The LLM sees all of this assembled into a single prompt. Context assembly quality is as important as model quality. If the assembled context is noisy, contradictory, or overflowing, even the best model will produce poor decisions.

Agent Class Skeleton

Here is a minimal but well-structured Python class that expresses the component map above. Chapters 5–12 will expand each method significantly.

python — agent_core.py
from __future__ import annotations
from dataclasses import dataclass, field
from typing import Any, Callable

@dataclass
class Tool:
    name: str
    description: str
    parameters: dict[str, Any]
    fn: Callable[..., str]

    def to_schema(self) -> dict[str, Any]:
        return {
            "type": "function",
            "function": {
                "name": self.name,
                "description": self.description,
                "parameters": self.parameters,
            },
        }


class AgentCore:
    """
    Single-agent loop with a pluggable LLM client, tool registry,
    and swappable memory backend.
    """

    def __init__(
        self,
        llm_client: Any,
        model: str,
        system_prompt: str,
        tools: list[Tool] | None = None,
        memory_backend: Any | None = None,
        max_iterations: int = 25,
    ) -> None:
        self.llm = llm_client
        self.model = model
        self.system_prompt = system_prompt
        self.tools: dict[str, Tool] = {t.name: t for t in (tools or [])}
        self.memory = memory_backend
        self.max_iterations = max_iterations
        self._messages: list[dict[str, Any]] = [
            {"role": "system", "content": system_prompt}
        ]

    # ── Public API ──────────────────────────────────────────────────────────

    def run(self, goal: str) -> str:
        self._messages.append({"role": "user", "content": goal})
        self._inject_memory(goal)          # retrieve relevant past context

        for _ in range(self.max_iterations):
            response = self._call_llm()
            choice = response.choices[0]

            if choice.finish_reason == "tool_calls":
                for call in choice.message.tool_calls:
                    result = self._execute_tool(call)
                    self._messages.append({
                        "role": "tool",
                        "content": result,
                        "tool_call_id": call.id,
                    })

            elif choice.finish_reason == "stop":
                answer = choice.message.content
                self._persist_memory(goal, answer)   # store to long-term memory
                return answer

        raise RuntimeError("Max iterations reached without FINISH signal")

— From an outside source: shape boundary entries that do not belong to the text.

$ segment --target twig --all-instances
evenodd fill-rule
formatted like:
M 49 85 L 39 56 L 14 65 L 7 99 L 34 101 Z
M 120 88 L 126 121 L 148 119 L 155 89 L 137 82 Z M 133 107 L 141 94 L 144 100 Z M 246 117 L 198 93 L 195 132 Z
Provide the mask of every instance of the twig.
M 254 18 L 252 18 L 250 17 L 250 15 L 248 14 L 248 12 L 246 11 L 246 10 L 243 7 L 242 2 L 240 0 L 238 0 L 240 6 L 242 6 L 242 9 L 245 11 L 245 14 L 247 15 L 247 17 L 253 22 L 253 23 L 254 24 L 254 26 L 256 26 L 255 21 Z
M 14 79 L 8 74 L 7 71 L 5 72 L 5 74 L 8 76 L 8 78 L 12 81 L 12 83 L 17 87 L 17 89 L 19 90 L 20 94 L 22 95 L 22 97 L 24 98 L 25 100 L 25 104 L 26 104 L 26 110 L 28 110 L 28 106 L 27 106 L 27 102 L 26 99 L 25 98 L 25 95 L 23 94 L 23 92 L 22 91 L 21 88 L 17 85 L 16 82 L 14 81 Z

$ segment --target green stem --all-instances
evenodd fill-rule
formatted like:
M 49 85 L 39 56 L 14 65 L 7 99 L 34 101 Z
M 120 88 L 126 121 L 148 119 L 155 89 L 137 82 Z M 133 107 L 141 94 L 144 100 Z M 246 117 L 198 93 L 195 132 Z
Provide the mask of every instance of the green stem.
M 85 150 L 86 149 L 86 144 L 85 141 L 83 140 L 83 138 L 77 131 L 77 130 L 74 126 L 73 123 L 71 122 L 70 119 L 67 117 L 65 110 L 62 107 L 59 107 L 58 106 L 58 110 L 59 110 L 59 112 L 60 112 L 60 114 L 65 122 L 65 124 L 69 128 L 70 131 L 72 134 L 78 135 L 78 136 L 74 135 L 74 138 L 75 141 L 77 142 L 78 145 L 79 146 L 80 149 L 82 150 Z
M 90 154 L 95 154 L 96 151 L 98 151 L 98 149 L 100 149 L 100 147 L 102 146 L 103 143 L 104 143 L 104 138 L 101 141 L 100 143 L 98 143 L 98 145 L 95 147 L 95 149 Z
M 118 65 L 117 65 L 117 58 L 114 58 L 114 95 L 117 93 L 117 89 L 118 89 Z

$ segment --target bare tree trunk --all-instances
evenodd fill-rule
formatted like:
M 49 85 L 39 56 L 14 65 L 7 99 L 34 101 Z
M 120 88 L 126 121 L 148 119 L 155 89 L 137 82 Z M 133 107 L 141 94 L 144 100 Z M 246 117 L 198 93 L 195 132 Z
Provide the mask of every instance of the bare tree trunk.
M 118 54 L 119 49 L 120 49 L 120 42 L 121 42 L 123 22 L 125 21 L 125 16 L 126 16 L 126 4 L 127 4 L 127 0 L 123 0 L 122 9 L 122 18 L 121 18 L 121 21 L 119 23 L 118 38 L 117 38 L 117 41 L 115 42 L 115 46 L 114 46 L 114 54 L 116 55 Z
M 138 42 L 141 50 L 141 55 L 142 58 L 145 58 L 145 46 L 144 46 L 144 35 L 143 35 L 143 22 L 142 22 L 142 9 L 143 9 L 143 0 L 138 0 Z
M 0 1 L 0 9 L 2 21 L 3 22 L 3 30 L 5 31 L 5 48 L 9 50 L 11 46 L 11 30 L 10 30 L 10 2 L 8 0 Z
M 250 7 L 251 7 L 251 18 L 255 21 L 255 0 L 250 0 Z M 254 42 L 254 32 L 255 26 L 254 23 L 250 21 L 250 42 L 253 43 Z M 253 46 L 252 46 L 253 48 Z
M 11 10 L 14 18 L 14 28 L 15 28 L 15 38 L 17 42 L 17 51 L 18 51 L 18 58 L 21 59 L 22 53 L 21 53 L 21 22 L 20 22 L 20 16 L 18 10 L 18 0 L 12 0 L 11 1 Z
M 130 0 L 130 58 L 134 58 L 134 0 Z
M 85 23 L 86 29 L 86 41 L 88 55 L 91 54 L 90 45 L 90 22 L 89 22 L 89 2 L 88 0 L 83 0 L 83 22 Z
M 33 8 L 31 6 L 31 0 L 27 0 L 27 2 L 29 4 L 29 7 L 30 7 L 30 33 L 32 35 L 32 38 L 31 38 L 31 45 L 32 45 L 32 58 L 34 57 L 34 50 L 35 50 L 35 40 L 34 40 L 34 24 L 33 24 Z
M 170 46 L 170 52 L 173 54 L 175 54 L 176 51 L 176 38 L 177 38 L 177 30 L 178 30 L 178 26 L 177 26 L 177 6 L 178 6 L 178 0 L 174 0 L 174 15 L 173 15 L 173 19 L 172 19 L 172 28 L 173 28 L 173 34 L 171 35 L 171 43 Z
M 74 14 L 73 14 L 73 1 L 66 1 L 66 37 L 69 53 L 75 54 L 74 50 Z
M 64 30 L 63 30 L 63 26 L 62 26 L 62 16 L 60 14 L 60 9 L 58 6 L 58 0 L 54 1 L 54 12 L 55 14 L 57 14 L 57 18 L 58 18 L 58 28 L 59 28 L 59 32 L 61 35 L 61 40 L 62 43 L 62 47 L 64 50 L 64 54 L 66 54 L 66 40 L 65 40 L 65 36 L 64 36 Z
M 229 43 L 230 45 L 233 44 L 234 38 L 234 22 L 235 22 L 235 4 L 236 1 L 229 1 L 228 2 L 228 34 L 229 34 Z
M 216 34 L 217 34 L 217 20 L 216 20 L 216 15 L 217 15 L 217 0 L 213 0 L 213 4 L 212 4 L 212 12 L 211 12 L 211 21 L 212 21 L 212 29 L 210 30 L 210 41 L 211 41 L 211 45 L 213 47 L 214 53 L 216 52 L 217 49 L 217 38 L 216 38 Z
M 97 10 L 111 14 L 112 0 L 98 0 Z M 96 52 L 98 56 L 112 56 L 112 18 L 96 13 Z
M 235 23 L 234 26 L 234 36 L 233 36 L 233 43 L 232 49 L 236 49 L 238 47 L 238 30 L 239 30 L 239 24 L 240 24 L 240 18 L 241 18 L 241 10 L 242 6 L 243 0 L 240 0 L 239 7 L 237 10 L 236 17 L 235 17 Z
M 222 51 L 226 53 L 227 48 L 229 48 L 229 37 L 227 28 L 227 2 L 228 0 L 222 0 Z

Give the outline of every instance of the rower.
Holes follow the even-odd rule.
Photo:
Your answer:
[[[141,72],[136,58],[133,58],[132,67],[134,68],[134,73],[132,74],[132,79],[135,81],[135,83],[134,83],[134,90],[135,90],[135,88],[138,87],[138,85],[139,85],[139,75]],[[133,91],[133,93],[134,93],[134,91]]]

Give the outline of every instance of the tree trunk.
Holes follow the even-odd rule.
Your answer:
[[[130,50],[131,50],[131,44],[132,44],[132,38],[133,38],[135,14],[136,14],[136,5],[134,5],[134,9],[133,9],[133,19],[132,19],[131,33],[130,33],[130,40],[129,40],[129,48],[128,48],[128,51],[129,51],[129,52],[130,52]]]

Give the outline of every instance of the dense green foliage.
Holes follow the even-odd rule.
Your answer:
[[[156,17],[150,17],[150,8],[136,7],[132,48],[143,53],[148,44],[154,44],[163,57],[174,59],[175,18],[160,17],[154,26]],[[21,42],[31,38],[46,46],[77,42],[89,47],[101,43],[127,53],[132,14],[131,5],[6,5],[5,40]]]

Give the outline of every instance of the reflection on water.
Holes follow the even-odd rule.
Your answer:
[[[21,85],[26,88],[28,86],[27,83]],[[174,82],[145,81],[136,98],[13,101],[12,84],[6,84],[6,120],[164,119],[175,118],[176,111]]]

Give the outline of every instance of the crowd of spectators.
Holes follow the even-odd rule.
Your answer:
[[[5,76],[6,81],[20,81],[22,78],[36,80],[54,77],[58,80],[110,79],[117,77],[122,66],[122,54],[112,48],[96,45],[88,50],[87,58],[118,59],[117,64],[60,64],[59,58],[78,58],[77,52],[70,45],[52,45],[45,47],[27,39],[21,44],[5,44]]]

    # ── Private helpers ──────────────────────────────────────────────────────

    def _call_llm(self) -> Any:
        return self.llm.chat.completions.create(
            model=self.model,
            messages=self._messages,
            tools=[t.to_schema() for t in self.tools.values()] or None,
        )

    def _execute_tool(self, call: Any) -> str:
        tool = self.tools.get(call.function.name)
        if tool is None:
            return f"Error: unknown tool '{call.function.name}'"
        import json
        args = json.loads(call.function.arguments)
        return tool.fn(**args)

    def _inject_memory(self, query: str) -> None:
        if self.memory:
            relevant = self.memory.search(query, top_k=5)
            if relevant:
                self._messages.append({
                    "role": "system",
                    "content": "Relevant past context:\n" + "\n".join(relevant),
                })

    def _persist_memory(self, query: str, answer: str) -> None:
        if self.memory:
            self.memory.store(query=query, answer=answer)

Chapter 2 Quiz

1. What is the primary role of the LLM Core in an agent?

2. Which type of memory answers the question "what happened in our last conversation?"

3. Why should an agent's action space be the minimum required set?